Located just 3km from Sebeş city in Alba County, on the road connecting the town with the Daia village, Râpa Roşie is a stunning landscape, in a geological reserve spreading over 10 hectares of land. The amazing stone walls you can see here are between 80 and 100 m tall. The deposits are formed as a succession of red clays, grey and reddish soap-stones, friable white soap-stone in which the drainage water eroded a rich variety of shapes that make this natural monument a landscape wonder. On the surface of the slopes the soil was washed away, revealing day by day new layers of clay, soap-stone and conglomerate layers.

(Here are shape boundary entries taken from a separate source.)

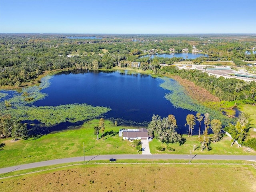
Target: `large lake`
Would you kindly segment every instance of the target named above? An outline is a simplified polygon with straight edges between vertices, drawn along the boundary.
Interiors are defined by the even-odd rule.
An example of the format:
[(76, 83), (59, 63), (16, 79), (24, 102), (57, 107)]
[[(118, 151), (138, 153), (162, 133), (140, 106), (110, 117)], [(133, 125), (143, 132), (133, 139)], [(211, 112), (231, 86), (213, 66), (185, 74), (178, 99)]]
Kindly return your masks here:
[[(39, 98), (35, 99), (32, 104), (26, 104), (22, 101), (24, 100), (21, 96), (22, 93), (0, 90), (0, 105), (4, 109), (4, 100), (10, 100), (11, 102), (16, 104), (14, 104), (12, 108), (16, 107), (15, 105), (20, 105), (23, 110), (24, 105), (28, 107), (32, 105), (42, 108), (47, 106), (57, 107), (55, 106), (87, 104), (95, 107), (110, 108), (111, 110), (103, 115), (105, 119), (113, 122), (116, 120), (118, 124), (145, 127), (147, 127), (154, 114), (158, 114), (163, 118), (171, 114), (177, 120), (178, 132), (183, 134), (188, 132), (188, 128), (184, 126), (186, 116), (188, 114), (195, 115), (196, 112), (194, 111), (198, 110), (202, 114), (209, 112), (215, 115), (215, 112), (194, 102), (186, 95), (182, 87), (174, 80), (129, 73), (127, 71), (63, 72), (48, 78), (47, 81), (50, 81), (50, 86), (45, 86), (45, 83), (42, 82), (39, 87), (34, 86), (24, 88), (23, 92), (41, 93), (37, 94)], [(172, 97), (172, 96), (174, 96)], [(176, 105), (176, 107), (174, 105)], [(189, 108), (190, 110), (182, 107)], [(34, 110), (33, 108), (28, 109), (25, 110)], [(16, 111), (15, 108), (12, 110)], [(24, 114), (27, 114), (23, 111)], [(40, 111), (37, 111), (35, 112), (39, 112)], [(17, 114), (20, 115), (20, 113), (18, 112)], [(65, 118), (69, 118), (68, 114), (65, 115), (67, 116)], [(35, 120), (33, 122), (37, 123), (38, 122)], [(50, 128), (46, 133), (66, 128), (71, 125), (81, 124), (83, 122), (78, 122), (74, 124), (68, 122), (61, 123)], [(194, 127), (195, 134), (198, 132), (198, 126), (197, 123)]]
[(172, 58), (173, 57), (182, 57), (184, 59), (193, 59), (200, 56), (208, 57), (207, 54), (203, 54), (198, 53), (173, 53), (168, 54), (156, 54), (150, 55), (146, 55), (141, 56), (141, 57), (150, 57), (151, 58), (154, 57), (164, 57), (166, 58)]
[(37, 106), (86, 103), (109, 107), (106, 119), (121, 119), (128, 125), (146, 126), (153, 114), (173, 114), (181, 128), (191, 112), (174, 108), (164, 96), (170, 91), (159, 85), (164, 80), (151, 76), (115, 72), (90, 72), (56, 75), (50, 87), (42, 92), (48, 96), (34, 104)]

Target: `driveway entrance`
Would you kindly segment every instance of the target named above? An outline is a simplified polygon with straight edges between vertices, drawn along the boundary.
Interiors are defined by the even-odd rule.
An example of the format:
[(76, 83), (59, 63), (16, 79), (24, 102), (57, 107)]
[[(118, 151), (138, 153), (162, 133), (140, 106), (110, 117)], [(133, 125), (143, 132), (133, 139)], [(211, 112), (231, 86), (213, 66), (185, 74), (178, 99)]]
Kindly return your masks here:
[(142, 155), (152, 155), (149, 149), (148, 140), (146, 139), (141, 140), (141, 147), (142, 148)]

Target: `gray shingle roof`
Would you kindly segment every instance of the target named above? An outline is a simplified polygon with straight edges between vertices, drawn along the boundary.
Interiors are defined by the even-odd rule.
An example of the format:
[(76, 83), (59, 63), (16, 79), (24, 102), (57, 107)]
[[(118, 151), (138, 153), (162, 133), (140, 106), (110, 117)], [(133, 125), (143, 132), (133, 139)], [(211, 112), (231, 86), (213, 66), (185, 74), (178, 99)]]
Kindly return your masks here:
[(145, 128), (141, 128), (138, 131), (124, 131), (123, 137), (130, 138), (136, 137), (148, 137), (148, 130)]

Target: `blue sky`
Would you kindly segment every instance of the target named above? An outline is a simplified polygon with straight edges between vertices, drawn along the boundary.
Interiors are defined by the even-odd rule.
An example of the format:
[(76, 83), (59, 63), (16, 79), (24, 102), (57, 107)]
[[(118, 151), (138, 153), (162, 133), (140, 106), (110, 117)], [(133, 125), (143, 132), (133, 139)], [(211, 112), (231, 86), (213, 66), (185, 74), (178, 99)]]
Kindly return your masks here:
[(256, 33), (256, 0), (0, 0), (0, 32)]

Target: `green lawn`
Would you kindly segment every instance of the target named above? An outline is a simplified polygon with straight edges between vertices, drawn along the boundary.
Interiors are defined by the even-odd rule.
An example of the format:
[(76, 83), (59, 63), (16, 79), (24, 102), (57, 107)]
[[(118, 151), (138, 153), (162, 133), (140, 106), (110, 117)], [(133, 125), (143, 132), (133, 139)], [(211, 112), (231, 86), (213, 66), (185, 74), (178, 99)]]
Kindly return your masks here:
[(118, 137), (120, 128), (109, 121), (105, 121), (104, 140), (98, 140), (94, 134), (94, 126), (99, 120), (84, 124), (80, 128), (44, 135), (39, 138), (12, 141), (1, 139), (4, 146), (0, 150), (0, 167), (31, 163), (51, 159), (83, 156), (83, 143), (86, 155), (106, 154), (136, 154), (137, 150), (128, 141)]
[(168, 146), (175, 149), (174, 151), (165, 150), (160, 152), (156, 150), (158, 146), (161, 146), (165, 148), (167, 146), (166, 144), (162, 144), (159, 141), (153, 139), (149, 142), (150, 152), (152, 154), (190, 154), (190, 151), (192, 154), (223, 154), (223, 155), (256, 155), (256, 152), (250, 150), (248, 151), (247, 149), (245, 148), (238, 148), (236, 144), (234, 144), (231, 146), (231, 139), (228, 136), (226, 136), (222, 140), (215, 143), (212, 143), (211, 146), (212, 149), (210, 151), (206, 150), (201, 151), (200, 148), (193, 151), (194, 145), (200, 146), (200, 144), (197, 139), (198, 136), (192, 136), (188, 137), (188, 135), (183, 135), (187, 140), (184, 144), (180, 146), (178, 144), (169, 144)]
[[(0, 143), (0, 167), (41, 161), (83, 156), (83, 144), (84, 144), (85, 155), (107, 154), (136, 154), (135, 148), (130, 141), (122, 140), (118, 136), (119, 129), (123, 126), (115, 127), (110, 121), (105, 121), (104, 140), (100, 138), (96, 140), (94, 126), (98, 125), (98, 120), (94, 120), (85, 123), (81, 128), (44, 135), (38, 138), (31, 138), (13, 141), (10, 138), (1, 139)], [(170, 153), (205, 154), (256, 155), (253, 151), (249, 152), (244, 148), (237, 148), (236, 144), (231, 147), (229, 138), (226, 136), (220, 142), (212, 144), (212, 149), (201, 152), (200, 149), (193, 152), (194, 145), (199, 145), (197, 136), (188, 137), (183, 136), (187, 141), (184, 145), (170, 144), (175, 149), (174, 152), (160, 152), (157, 146), (166, 146), (155, 139), (150, 142), (152, 154)]]

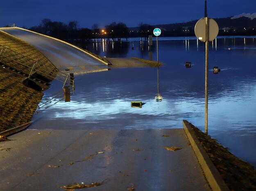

These red columns, towers, pyramids, although they might look like a Hollywood set, or a landscape from another planet, are, in fact one of the wonders of the earth, and luckily enough, they grace Romania, attracting some tourists to Sebeş, but not enough.
Râpa Roşie is not a popular destinations, simply because it is not promoted as it should be. One way, this is a good thing: nature keeps its beauty untamed. But for the local tourist development, and economy, this landscape should be marketed as a tourist attraction.
At the foothills of the reddish stone walls, life goes on, undisturbed. Farmers work their land, and the animals find here a welcoming habitat. In the clay of the rocks, there are thousands of bird nests. You’ll even spot the usual reptiles crawling around, bugs and insects living together in perfect harmony. And when it rains, the watter streams running down the slopes gully the walls with a sinister noise.
The traveler is overwhelmed by the sights – somehow, although almost nothing grows on the rocks, there are enough rare and endangered species at the foothills: Cotoneaster integarrima, Ephedra distachya, Centaurea atropurpurea, Dianthus serotinus, Cephalaria radiata, Asplenium nigrum.